Use of fair-value measurements
In presenting the Philips financial position, fair values are used for the measurement of various items in accordance with the applicable accounting standards. These fair values are based on market prices, where available, and are obtained from sources that are deemed to be reliable. Readers are cautioned that these values are subject to changes over time and are only valid at the balance sheet date. When quoted prices or observable market data are not readily available, fair values are estimated using appropriate valuation models and unobservable inputs. Such fair value estimates require management to make significant assumptions with respect to future developments, which are inherently uncertain and may therefore deviate from actual developments. Critical assumptions used are disclosed in the Annual Report 2013. Independent valuations may have been obtained to support management’s determination of fair values.
All amounts are in millions of euros unless otherwise stated. All reported data is unaudited.

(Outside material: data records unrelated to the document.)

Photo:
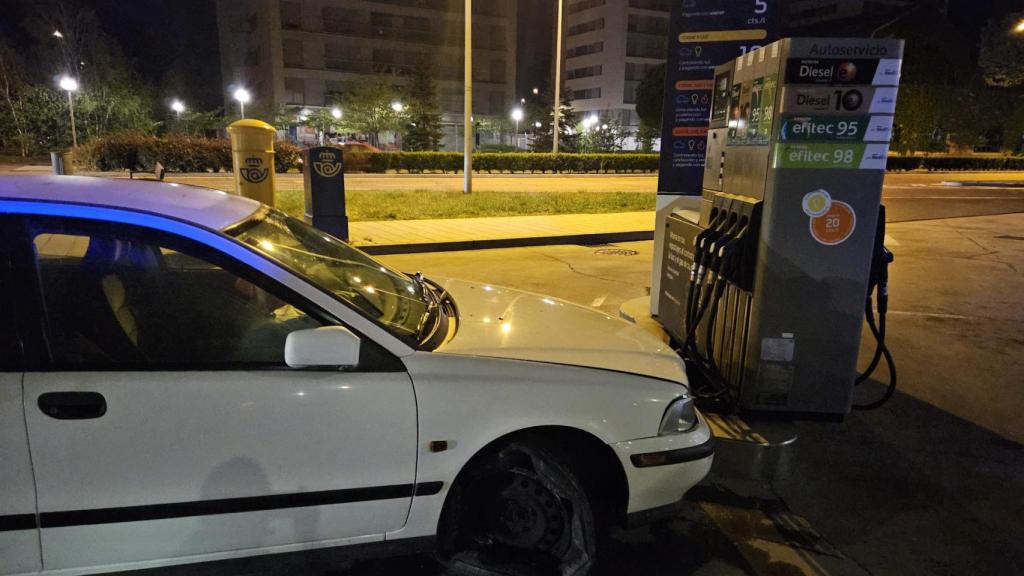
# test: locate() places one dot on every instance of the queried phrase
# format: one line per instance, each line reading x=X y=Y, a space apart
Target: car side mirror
x=327 y=346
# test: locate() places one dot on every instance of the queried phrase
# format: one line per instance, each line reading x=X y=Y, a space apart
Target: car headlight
x=679 y=417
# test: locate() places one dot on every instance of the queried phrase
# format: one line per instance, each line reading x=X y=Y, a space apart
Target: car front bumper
x=660 y=469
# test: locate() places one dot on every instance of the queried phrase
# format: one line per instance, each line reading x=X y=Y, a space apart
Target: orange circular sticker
x=835 y=225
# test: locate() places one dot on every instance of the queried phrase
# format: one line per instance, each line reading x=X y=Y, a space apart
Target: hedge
x=129 y=151
x=512 y=162
x=177 y=153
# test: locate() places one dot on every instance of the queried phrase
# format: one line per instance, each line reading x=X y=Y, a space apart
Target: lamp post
x=558 y=79
x=467 y=107
x=243 y=96
x=517 y=116
x=71 y=86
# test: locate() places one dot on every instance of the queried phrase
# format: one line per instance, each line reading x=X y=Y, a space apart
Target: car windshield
x=401 y=303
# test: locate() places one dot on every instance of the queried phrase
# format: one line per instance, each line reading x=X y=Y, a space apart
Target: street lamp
x=243 y=96
x=71 y=86
x=517 y=116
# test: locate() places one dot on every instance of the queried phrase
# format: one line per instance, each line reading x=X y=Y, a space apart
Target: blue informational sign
x=702 y=34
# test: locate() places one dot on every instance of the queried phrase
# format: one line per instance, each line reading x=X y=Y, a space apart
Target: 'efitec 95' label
x=830 y=156
x=847 y=128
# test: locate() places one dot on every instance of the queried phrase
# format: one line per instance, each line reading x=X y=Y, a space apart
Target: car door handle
x=73 y=405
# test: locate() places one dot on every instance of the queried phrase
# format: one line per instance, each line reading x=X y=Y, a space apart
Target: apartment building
x=609 y=45
x=303 y=52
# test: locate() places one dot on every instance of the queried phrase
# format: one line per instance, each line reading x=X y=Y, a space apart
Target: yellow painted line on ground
x=765 y=549
x=722 y=35
x=732 y=427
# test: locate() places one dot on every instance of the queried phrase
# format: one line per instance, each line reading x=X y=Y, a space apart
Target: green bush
x=177 y=153
x=448 y=162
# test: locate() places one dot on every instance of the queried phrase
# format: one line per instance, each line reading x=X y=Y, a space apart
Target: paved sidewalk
x=469 y=234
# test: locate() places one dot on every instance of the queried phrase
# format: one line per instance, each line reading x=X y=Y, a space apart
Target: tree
x=1001 y=51
x=12 y=124
x=543 y=139
x=369 y=108
x=424 y=128
x=650 y=103
x=604 y=134
x=322 y=121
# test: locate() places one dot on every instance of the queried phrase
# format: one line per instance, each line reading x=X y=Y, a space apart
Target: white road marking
x=953 y=198
x=929 y=314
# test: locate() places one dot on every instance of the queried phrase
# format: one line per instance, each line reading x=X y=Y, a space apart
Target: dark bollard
x=62 y=163
x=324 y=175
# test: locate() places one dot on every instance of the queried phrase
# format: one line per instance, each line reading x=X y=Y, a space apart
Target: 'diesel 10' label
x=838 y=99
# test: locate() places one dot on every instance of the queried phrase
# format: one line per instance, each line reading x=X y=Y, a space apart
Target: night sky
x=174 y=46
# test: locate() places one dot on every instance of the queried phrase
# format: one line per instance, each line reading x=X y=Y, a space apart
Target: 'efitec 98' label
x=830 y=156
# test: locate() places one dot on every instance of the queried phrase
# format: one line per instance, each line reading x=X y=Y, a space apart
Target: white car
x=187 y=375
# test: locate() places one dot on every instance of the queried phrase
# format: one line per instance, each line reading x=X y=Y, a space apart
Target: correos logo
x=254 y=172
x=328 y=165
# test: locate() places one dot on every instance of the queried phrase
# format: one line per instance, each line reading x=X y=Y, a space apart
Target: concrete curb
x=598 y=238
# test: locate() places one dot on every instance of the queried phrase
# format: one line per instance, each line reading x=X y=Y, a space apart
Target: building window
x=584 y=49
x=647 y=25
x=584 y=5
x=586 y=72
x=496 y=103
x=586 y=27
x=630 y=91
x=291 y=15
x=292 y=53
x=638 y=71
x=587 y=94
x=659 y=5
x=295 y=90
x=646 y=47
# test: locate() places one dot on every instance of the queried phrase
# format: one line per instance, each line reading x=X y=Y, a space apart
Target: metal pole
x=558 y=78
x=71 y=107
x=468 y=104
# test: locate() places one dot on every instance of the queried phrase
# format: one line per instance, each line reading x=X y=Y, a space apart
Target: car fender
x=469 y=402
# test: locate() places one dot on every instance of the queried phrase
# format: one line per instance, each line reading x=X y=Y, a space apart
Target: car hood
x=503 y=323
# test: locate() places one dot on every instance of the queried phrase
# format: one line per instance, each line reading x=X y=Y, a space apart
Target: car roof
x=206 y=207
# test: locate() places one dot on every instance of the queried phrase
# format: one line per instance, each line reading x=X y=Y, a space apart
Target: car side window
x=115 y=299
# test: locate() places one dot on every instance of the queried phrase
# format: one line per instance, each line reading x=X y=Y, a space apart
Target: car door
x=18 y=529
x=164 y=422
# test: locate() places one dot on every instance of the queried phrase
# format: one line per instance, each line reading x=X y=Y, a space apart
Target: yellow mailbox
x=252 y=155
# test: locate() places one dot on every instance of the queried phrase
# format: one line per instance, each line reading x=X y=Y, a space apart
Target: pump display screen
x=720 y=106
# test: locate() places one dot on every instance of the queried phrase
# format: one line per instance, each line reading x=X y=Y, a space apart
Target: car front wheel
x=520 y=510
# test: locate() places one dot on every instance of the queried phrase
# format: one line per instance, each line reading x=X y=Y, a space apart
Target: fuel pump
x=765 y=287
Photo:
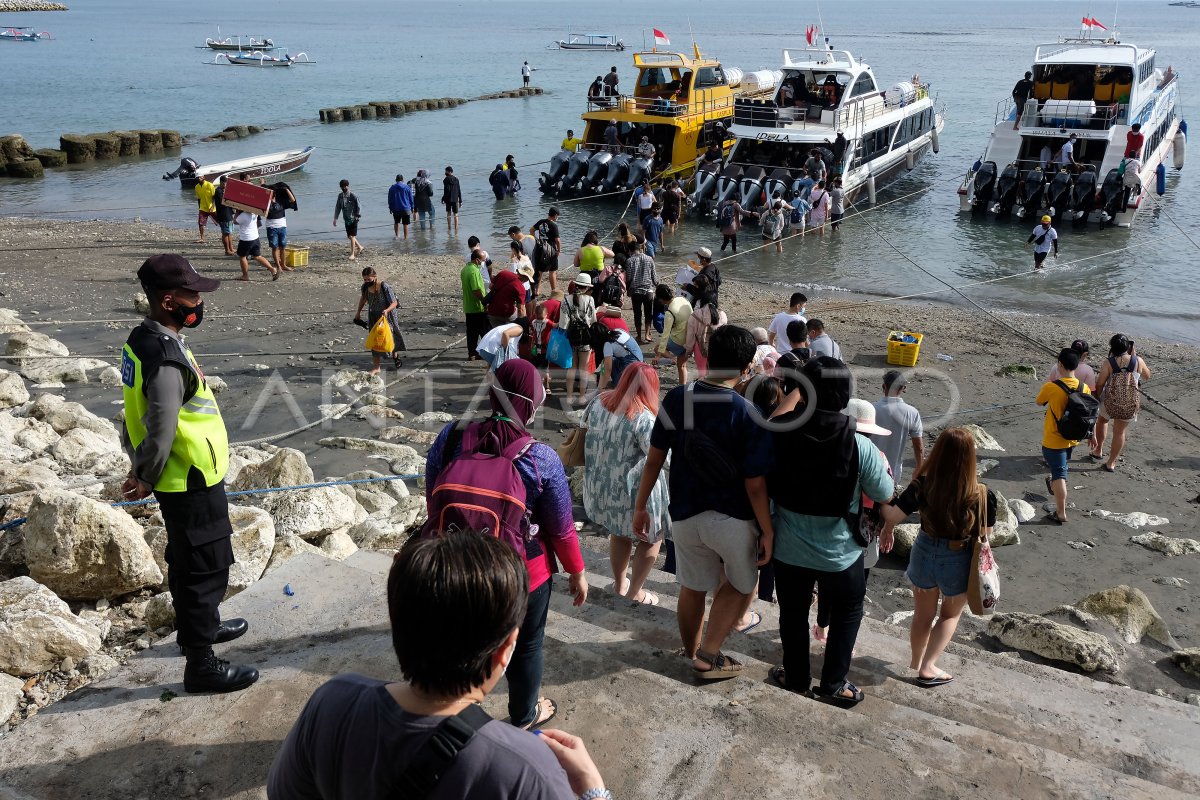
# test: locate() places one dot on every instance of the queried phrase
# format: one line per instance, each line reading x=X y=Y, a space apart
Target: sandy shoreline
x=79 y=272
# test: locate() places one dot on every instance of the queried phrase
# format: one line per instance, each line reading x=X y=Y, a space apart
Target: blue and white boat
x=1093 y=89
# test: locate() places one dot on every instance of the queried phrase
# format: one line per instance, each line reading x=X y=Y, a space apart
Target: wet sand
x=276 y=361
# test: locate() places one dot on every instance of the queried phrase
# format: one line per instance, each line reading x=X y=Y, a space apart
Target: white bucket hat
x=864 y=414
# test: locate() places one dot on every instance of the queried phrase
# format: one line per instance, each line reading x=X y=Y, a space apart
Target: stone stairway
x=1006 y=727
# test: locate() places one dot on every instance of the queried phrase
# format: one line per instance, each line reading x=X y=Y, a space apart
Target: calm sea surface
x=133 y=64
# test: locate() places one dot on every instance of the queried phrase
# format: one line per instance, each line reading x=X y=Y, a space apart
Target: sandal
x=723 y=666
x=839 y=697
x=779 y=675
x=545 y=713
x=755 y=619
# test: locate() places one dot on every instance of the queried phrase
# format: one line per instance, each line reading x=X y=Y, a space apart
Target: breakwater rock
x=379 y=109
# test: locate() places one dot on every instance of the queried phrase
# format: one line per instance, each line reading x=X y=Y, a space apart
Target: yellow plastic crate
x=295 y=256
x=903 y=354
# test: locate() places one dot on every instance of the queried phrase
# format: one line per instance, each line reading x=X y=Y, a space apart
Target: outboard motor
x=984 y=185
x=1057 y=194
x=598 y=169
x=705 y=181
x=780 y=181
x=1030 y=196
x=727 y=184
x=750 y=187
x=1083 y=196
x=186 y=170
x=1111 y=197
x=639 y=170
x=555 y=172
x=1006 y=191
x=576 y=169
x=618 y=169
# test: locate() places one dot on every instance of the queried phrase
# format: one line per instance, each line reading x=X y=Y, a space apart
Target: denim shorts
x=933 y=564
x=1056 y=461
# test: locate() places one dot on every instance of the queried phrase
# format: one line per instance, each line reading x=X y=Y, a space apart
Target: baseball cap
x=173 y=271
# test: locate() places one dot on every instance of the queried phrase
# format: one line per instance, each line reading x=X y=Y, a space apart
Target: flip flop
x=541 y=717
x=755 y=619
x=942 y=679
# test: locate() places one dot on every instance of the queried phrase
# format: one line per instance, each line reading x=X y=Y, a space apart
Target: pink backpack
x=480 y=489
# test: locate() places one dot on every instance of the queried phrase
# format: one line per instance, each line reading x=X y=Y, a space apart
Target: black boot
x=207 y=673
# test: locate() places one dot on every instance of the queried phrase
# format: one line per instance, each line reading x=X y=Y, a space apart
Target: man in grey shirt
x=820 y=342
x=904 y=422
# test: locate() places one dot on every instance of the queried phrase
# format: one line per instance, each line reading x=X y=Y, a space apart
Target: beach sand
x=276 y=361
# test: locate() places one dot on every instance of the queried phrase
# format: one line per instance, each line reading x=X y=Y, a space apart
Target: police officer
x=178 y=445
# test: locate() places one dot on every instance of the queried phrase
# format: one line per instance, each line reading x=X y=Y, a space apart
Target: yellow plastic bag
x=379 y=338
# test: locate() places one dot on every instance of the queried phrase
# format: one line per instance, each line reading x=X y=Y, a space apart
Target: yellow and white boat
x=681 y=104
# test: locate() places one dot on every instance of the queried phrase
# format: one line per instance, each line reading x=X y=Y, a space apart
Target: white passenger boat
x=823 y=92
x=1096 y=90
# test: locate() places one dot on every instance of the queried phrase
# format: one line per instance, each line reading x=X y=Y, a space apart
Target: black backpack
x=1079 y=417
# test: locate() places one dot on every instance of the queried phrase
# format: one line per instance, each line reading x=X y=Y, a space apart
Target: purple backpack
x=480 y=491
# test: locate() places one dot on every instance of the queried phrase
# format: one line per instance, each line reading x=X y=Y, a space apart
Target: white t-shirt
x=1051 y=236
x=779 y=328
x=247 y=226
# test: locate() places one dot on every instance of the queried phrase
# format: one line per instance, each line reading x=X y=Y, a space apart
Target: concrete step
x=967 y=756
x=1113 y=727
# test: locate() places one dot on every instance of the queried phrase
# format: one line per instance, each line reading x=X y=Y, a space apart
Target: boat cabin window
x=664 y=82
x=1083 y=82
x=864 y=85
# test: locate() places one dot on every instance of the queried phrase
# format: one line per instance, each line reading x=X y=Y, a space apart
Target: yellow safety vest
x=201 y=438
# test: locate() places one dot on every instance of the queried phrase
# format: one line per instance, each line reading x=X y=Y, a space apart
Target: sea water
x=135 y=64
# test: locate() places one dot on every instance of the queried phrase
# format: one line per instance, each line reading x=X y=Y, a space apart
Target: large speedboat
x=683 y=104
x=823 y=92
x=1095 y=90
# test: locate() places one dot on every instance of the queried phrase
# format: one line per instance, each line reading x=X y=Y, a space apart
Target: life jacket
x=201 y=439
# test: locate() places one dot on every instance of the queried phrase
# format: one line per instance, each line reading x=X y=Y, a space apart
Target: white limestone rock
x=85 y=549
x=1129 y=612
x=37 y=630
x=1165 y=545
x=253 y=539
x=1054 y=641
x=12 y=390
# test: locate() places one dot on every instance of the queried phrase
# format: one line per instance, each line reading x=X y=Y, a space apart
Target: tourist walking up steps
x=955 y=510
x=451 y=198
x=423 y=199
x=400 y=203
x=1062 y=431
x=1121 y=374
x=718 y=487
x=178 y=446
x=347 y=208
x=619 y=422
x=546 y=527
x=457 y=606
x=822 y=469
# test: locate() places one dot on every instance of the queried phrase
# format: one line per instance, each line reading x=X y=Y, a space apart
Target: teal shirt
x=826 y=543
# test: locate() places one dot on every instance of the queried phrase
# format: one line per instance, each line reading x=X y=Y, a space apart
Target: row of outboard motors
x=592 y=172
x=749 y=185
x=1059 y=193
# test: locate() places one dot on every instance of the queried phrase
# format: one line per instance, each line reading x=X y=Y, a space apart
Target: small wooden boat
x=22 y=35
x=267 y=166
x=237 y=43
x=589 y=42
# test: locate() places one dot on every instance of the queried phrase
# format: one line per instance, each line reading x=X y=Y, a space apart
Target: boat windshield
x=1083 y=82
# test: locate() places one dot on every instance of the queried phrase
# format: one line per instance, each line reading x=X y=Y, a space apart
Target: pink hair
x=629 y=398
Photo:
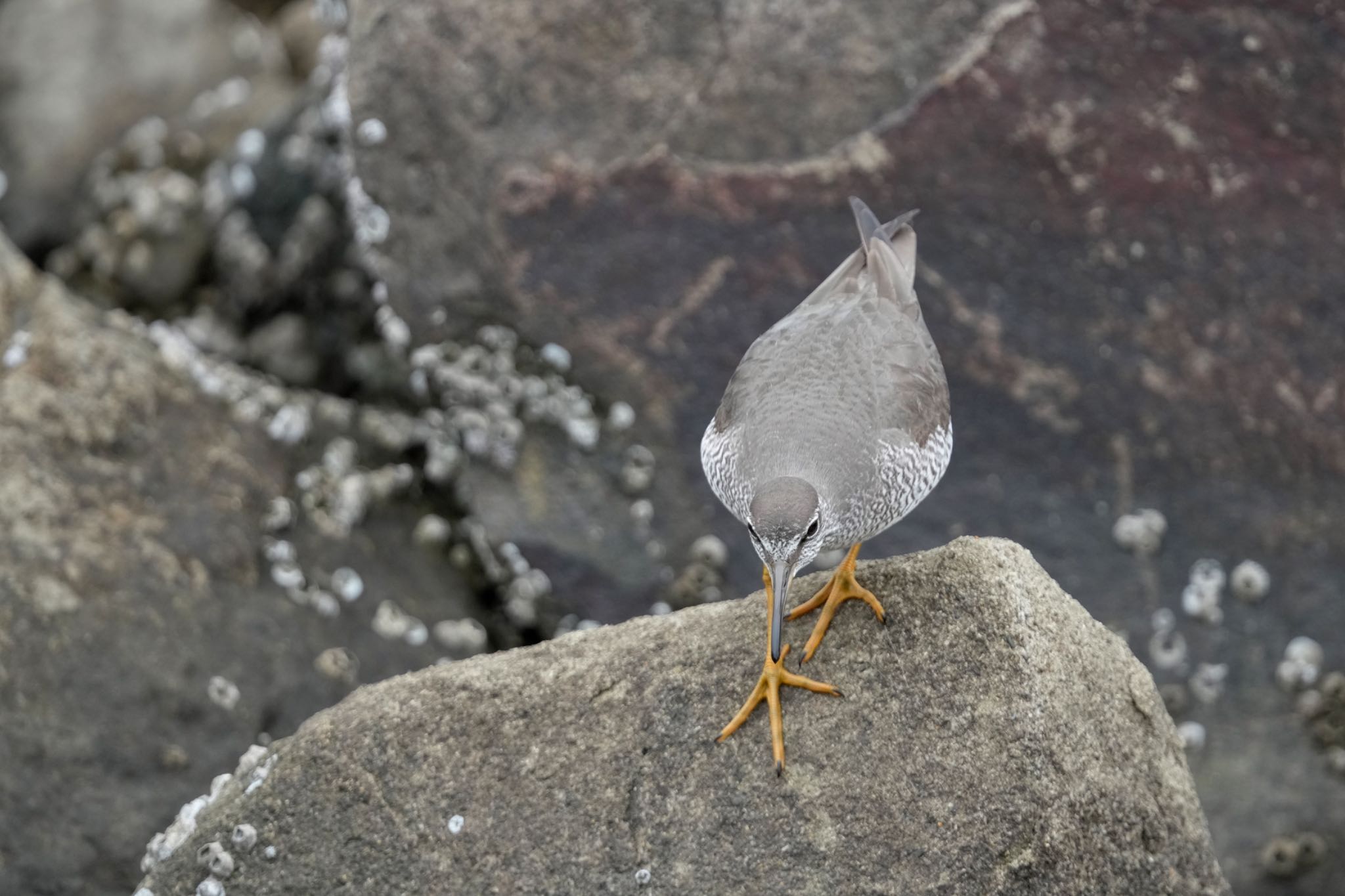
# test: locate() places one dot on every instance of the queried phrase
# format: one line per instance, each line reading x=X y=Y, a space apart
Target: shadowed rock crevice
x=989 y=743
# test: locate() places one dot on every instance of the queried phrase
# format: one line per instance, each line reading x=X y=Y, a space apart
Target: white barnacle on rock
x=416 y=634
x=288 y=575
x=16 y=352
x=393 y=330
x=250 y=146
x=1139 y=532
x=278 y=551
x=372 y=132
x=462 y=637
x=1201 y=603
x=324 y=602
x=260 y=774
x=340 y=456
x=583 y=431
x=1168 y=649
x=1306 y=651
x=340 y=664
x=621 y=417
x=1250 y=581
x=1192 y=735
x=432 y=531
x=521 y=610
x=208 y=852
x=556 y=356
x=1208 y=575
x=711 y=551
x=347 y=584
x=222 y=692
x=290 y=425
x=244 y=839
x=1204 y=591
x=280 y=515
x=1207 y=684
x=390 y=621
x=249 y=761
x=1302 y=664
x=642 y=513
x=221 y=864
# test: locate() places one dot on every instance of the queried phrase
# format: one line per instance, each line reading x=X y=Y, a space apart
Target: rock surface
x=994 y=739
x=131 y=575
x=1132 y=230
x=74 y=75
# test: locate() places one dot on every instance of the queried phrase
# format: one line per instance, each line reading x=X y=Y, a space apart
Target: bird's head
x=787 y=531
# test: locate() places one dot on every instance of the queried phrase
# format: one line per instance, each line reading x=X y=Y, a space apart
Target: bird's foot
x=841 y=587
x=768 y=688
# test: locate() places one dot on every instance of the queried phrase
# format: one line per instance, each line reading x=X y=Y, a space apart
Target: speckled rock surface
x=1132 y=230
x=994 y=739
x=131 y=574
x=74 y=75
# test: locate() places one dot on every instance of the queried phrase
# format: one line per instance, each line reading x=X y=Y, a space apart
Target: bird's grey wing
x=845 y=277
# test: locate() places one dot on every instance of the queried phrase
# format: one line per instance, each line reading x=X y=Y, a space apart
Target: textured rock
x=131 y=575
x=73 y=75
x=1130 y=238
x=994 y=739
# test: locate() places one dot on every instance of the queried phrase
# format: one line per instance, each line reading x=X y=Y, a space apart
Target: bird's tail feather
x=870 y=226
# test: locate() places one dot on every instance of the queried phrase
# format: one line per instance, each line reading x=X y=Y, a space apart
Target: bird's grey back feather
x=848 y=379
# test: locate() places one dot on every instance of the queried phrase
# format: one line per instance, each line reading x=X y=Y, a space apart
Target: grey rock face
x=713 y=81
x=994 y=739
x=73 y=75
x=132 y=578
x=1129 y=241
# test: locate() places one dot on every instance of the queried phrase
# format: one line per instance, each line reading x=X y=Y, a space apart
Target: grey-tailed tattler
x=834 y=426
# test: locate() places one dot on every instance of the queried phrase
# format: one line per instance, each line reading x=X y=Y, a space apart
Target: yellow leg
x=839 y=589
x=768 y=688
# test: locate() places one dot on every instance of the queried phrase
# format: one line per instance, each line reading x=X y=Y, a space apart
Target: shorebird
x=834 y=426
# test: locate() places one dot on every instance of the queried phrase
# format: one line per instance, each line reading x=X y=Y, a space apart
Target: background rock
x=132 y=572
x=994 y=739
x=1132 y=230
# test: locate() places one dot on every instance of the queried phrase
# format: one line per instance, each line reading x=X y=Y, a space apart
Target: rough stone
x=994 y=739
x=131 y=575
x=73 y=75
x=1129 y=249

This interim financial report is prepared in accordance with IAS 34 Interim Financial Reporting as adopted by the European Union and the accounting policies are the same as stated in the Annual Report 2013, unless otherwise stated.
Prior-period financial statements have been restated to reflect two voluntary accounting policy changes and a change in the divestment of the AVM&A business. For more details see note 1, Significant accounting policies, section Other changes.
An overview of the revised 2012 full year and 2013 figures per quarter is available on the Philips website, in the Investor Relations section.